De woningcrisis is niet te wijten aan schaarste. Het gaat veeleer om een ‘ crisis in de betaalbare woningen’.

Uit deze ‘achterwaartse’ berekeningswijze kunnen we afleiden dat de waarde van de bouwgrond gewoonlijk bepaald wordt door het meest winstgevende gebruik dat er zal van gemaakt worden. Dat gebruik wordt bepaald door de sociale verdeling van de ruimte, dat wil zeggen de verdeling van de ruimte onder de verschillende sociale klassen in de stad: in een dure wijk met een zeer koopkrachtige bevolking is de grond zeer duur omdat de woningen aan een hoge prijs verkocht kunnen worden. De mogelijkheden zijn ook beperkt door de reglementering: de stedenbouwkundige regels (in het bijzonder voor de hoogte van de gebouwen) en de bestemming van de grond (hier kantoren, daar woningen). Die bestemmingen zijn niet allemaal even waardevol: bouwgrond voor kantoren zal in het algemeen duurder uitvallen. Een bouwvergunning voor meerdere verdiepingen of een verandering in de bestemming zal leiden tot prijsverhogingen, een waardevermeerdering van de bouwgrond die de eigenaar zal kunnen recupereren. Zo verdienden enkele speculatoren een stevige duit aan het laatste Gewestelijk Bestemmingsplan (GBP) dat de bouw van woningen toeliet op grond die aanvankelijk was gereserveerd voor industrieel gebruik. Als de grondprijs wordt vastgelegd op het hoogst mogelijke winstgevende niveau van potentiële activiteit kan er niet meer gebouwd worden op een ‘lager’ gebruiksniveau: in een wijk waar luxewoningen mogen gebouwd worden, zal de grondprijs het potentiële gebruik weerspiegelen en de bouw van minder luxueuze of sociale woningen financieel onmogelijk maken.

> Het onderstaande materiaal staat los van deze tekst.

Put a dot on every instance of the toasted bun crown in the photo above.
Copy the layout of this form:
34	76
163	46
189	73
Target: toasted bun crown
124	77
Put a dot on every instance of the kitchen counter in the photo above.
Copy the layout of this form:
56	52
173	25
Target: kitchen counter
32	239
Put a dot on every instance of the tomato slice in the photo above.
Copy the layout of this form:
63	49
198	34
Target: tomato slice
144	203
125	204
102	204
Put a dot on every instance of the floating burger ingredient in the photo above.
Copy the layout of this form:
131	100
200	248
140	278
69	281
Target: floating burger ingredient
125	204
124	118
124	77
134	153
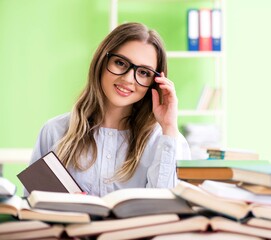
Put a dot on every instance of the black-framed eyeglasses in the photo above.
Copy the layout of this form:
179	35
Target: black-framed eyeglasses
119	65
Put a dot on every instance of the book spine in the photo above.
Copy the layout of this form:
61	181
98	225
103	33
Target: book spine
216	30
193	29
205	41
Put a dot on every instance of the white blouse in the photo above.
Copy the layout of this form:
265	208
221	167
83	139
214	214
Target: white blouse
156	169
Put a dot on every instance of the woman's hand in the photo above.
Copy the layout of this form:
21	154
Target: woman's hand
166	113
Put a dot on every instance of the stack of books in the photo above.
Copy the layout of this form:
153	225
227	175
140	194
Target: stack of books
212	210
232	154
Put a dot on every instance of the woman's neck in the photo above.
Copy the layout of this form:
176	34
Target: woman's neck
114	118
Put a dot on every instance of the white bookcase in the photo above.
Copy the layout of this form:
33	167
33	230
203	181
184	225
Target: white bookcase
219	66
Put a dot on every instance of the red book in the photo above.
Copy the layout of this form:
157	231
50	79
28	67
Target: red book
205	38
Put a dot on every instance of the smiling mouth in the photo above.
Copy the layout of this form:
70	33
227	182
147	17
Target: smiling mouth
123	89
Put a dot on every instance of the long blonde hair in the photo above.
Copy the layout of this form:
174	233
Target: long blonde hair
88	112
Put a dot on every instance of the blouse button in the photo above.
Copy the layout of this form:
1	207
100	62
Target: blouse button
166	148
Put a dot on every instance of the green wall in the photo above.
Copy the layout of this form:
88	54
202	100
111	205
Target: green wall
46	47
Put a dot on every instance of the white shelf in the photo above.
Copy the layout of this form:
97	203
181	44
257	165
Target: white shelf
193	54
200	113
219	68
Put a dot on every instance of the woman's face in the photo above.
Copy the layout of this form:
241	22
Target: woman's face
123	90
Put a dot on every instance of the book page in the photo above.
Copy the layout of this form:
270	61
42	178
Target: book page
11	205
56	197
113	198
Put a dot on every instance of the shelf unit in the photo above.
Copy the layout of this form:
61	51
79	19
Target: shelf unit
219	68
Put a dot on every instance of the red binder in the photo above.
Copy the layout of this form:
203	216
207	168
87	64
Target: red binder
205	39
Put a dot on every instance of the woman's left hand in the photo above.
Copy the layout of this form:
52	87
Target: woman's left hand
166	113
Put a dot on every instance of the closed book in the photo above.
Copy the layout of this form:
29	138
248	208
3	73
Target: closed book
7	188
216	29
205	39
193	29
212	169
30	230
48	174
234	192
19	208
259	174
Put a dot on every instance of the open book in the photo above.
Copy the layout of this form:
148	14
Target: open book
122	203
48	174
19	208
193	224
231	208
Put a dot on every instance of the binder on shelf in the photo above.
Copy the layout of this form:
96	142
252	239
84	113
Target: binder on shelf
205	40
216	29
193	29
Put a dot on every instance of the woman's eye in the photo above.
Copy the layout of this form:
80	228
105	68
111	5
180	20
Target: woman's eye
120	63
144	73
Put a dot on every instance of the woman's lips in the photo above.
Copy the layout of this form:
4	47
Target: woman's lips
123	91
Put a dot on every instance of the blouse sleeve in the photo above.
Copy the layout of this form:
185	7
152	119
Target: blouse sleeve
166	151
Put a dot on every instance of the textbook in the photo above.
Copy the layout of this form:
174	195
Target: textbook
7	188
212	169
29	230
206	236
48	174
260	175
235	209
122	203
232	191
232	154
98	227
20	209
193	224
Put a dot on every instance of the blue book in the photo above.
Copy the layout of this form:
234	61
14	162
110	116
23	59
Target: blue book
216	29
193	29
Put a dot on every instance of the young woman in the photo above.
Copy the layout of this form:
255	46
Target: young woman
122	131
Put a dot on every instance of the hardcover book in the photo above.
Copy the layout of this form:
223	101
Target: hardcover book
48	174
19	208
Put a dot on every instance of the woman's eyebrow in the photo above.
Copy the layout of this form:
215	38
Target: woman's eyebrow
129	60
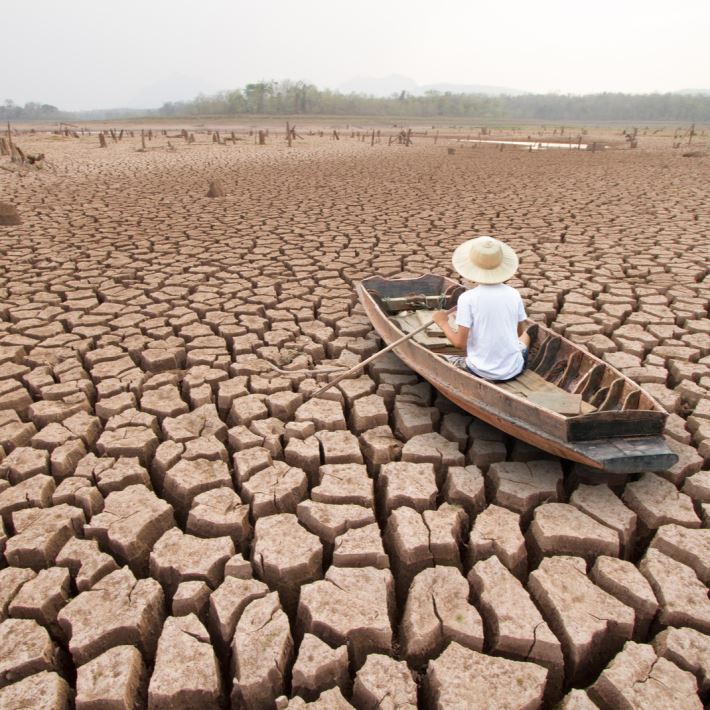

Door zijn economische activiteit moet de bouwpromotor voortdurend de sociale verdeling van de stedenbouwkundige ruimte ‘actualiseren’. Het verband tussen die twee heeft een dubbele betekenis: de ruimtelijke ordening, door haar geschiedenis sociaal gestructureerd en gefragmenteerd, gaat zich vanwege de geografie van de vastgoedprijzen aan hem opdringen en hem verplichten. Dat bouwpromotoren essentieel zijn voor de reproductie van de sociale ruimtelijke ordening komt vooral door processen waarvan zij zeker niet alle elementen in de hand hebben.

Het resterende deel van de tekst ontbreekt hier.